Intel may face some difficulties selling some of its CPUs in the country of Germany soon. The concern arose after a regional court in Düsseldorf ruled that the chipmaker had infringed on a patent of the US-based company, R2 Semiconductor, and was subsequently issued an injunction against the sales of select processors.
In conjunction with the injunction, Dell and HP, two of Intel’s oldest partners, may also be affected. Specifically, the European patent that R2 Semiconductor is disputing claims that the blue chipmaker stole designs that covers voltage-regulating technology, and that said technology can be found in Core Series Ice Lake, Tiger Lake, Alder Lake, and Xeon Scalable “Ice Lake Servers” processors. Intel has, naturally, denied these allegations, saying that the only reason it is being brought to court about this is because R2’s patent in the US had been invalidated and that the company is nothing more than a patent troll.
In a statement to the Financial Times, Intel says it believe that “companies like R2, which appears to be a shell company whose only business is litigation, should not be allowed to obtain injunctions on CPUs and other critical components at the expense of consumers, workers, national security, and the economy.”

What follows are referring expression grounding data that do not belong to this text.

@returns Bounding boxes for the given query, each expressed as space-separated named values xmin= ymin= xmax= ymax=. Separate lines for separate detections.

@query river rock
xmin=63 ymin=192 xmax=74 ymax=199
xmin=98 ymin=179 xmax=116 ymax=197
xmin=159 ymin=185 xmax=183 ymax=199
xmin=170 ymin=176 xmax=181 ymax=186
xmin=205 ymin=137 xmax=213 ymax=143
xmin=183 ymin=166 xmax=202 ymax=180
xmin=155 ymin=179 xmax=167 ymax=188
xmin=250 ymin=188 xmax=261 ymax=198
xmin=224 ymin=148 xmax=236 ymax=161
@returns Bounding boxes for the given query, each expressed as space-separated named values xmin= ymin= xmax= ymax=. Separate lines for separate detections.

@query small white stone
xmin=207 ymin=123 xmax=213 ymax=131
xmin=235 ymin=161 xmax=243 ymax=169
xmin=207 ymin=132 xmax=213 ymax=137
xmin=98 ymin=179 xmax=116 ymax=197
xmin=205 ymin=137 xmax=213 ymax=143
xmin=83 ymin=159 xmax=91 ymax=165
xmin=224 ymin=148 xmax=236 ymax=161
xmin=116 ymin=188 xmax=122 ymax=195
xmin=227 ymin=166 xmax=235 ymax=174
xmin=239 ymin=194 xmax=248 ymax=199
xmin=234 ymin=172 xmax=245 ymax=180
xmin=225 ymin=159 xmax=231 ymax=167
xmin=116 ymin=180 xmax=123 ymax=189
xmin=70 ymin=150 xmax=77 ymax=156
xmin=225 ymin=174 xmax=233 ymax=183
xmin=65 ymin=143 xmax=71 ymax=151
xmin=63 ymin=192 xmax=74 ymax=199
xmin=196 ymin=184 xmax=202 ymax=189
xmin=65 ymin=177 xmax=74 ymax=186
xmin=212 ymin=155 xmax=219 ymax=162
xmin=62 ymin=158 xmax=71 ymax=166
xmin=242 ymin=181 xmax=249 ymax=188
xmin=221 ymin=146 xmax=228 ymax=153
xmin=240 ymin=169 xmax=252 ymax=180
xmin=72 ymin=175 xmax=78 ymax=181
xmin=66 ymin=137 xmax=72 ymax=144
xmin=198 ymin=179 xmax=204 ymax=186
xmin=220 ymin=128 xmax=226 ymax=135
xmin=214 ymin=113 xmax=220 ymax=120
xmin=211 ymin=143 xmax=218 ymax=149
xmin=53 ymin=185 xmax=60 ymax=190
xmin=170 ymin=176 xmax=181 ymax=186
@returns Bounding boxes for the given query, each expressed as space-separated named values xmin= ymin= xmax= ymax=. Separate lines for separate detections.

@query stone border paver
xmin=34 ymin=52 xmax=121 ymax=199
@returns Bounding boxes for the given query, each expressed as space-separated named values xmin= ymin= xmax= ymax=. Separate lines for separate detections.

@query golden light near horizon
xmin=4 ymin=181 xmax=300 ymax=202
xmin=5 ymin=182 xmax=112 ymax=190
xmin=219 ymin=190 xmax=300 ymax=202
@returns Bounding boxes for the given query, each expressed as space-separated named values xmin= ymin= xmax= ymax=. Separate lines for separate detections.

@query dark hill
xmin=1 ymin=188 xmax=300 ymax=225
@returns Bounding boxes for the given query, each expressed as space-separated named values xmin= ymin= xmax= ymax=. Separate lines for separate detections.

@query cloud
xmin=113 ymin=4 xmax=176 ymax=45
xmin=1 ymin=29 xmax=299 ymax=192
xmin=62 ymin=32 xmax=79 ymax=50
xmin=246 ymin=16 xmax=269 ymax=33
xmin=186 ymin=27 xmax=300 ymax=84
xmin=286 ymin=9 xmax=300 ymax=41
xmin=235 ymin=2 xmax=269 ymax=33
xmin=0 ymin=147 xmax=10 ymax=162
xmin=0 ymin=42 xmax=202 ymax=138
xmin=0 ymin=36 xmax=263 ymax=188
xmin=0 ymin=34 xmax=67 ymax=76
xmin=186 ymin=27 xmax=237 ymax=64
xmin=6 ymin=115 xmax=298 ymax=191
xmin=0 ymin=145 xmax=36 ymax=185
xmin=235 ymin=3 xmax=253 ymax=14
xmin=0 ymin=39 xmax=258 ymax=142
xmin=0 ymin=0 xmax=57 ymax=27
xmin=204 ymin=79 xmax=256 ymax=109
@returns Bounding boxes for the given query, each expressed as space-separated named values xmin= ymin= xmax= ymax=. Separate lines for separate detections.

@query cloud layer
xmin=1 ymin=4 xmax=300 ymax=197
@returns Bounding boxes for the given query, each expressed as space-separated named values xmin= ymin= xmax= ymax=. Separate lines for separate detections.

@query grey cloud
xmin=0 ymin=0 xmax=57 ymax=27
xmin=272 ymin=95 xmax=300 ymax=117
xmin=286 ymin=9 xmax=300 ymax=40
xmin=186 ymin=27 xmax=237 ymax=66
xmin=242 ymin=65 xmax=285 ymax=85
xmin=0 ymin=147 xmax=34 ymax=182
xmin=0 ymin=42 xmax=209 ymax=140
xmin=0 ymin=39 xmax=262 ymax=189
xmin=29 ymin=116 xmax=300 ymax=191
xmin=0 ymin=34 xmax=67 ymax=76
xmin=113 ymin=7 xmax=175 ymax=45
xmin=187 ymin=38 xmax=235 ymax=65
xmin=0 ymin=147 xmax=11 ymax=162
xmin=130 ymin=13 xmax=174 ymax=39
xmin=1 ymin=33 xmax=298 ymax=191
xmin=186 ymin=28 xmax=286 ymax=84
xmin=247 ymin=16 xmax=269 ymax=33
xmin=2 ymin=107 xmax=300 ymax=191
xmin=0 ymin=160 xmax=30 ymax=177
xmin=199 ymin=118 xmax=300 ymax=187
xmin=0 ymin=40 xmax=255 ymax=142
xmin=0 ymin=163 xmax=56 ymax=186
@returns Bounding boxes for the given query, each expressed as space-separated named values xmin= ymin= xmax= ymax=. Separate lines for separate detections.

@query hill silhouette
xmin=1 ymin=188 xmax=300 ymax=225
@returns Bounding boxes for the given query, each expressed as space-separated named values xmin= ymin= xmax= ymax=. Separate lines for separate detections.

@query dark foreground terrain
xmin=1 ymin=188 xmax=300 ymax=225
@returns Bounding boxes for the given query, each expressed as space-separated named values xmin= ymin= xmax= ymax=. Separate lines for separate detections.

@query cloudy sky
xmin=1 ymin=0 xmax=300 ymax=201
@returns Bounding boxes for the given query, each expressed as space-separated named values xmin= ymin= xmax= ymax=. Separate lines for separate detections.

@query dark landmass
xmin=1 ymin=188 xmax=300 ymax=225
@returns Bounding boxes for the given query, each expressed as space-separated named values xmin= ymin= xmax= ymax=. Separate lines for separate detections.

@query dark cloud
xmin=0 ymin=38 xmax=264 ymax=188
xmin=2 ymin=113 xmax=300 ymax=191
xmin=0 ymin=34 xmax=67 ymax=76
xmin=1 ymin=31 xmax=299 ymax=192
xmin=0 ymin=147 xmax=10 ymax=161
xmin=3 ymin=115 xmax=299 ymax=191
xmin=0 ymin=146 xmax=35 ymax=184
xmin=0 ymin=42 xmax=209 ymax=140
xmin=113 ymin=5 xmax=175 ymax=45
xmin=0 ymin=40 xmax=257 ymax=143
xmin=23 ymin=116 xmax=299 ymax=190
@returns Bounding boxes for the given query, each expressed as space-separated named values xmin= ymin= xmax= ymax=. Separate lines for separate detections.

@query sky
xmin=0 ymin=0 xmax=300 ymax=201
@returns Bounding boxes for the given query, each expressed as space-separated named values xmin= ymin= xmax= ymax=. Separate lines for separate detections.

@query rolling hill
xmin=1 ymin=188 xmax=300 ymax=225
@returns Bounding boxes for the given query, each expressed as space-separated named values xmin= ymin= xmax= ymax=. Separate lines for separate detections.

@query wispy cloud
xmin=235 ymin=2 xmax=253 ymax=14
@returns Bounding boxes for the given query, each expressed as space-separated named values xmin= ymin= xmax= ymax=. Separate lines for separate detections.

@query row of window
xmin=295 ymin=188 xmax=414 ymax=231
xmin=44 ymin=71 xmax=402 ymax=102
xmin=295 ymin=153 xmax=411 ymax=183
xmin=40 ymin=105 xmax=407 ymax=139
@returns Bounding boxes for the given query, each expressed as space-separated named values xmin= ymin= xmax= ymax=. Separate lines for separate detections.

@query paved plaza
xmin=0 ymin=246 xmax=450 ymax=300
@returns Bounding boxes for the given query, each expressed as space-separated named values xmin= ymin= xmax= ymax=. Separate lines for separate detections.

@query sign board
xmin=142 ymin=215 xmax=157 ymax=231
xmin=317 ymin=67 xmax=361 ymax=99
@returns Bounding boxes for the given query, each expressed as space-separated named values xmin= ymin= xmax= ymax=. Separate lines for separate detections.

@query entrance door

R2 Semiconductor eventually issued a statement over the injunction. “We are delighted that the highly respected German court has issued an injunction and unequivocally found that Intel has infringed R2’s patents for integrated voltage regulators. R2 has been a semiconductor IP developer, similar to ARM and Rambus, for more than 15 years. Intel is intimately familiar with R2’s business —in fact, the companies were in the final stages of an investment by Intel into R2 in 2015 when Intel unilaterally terminated the process.”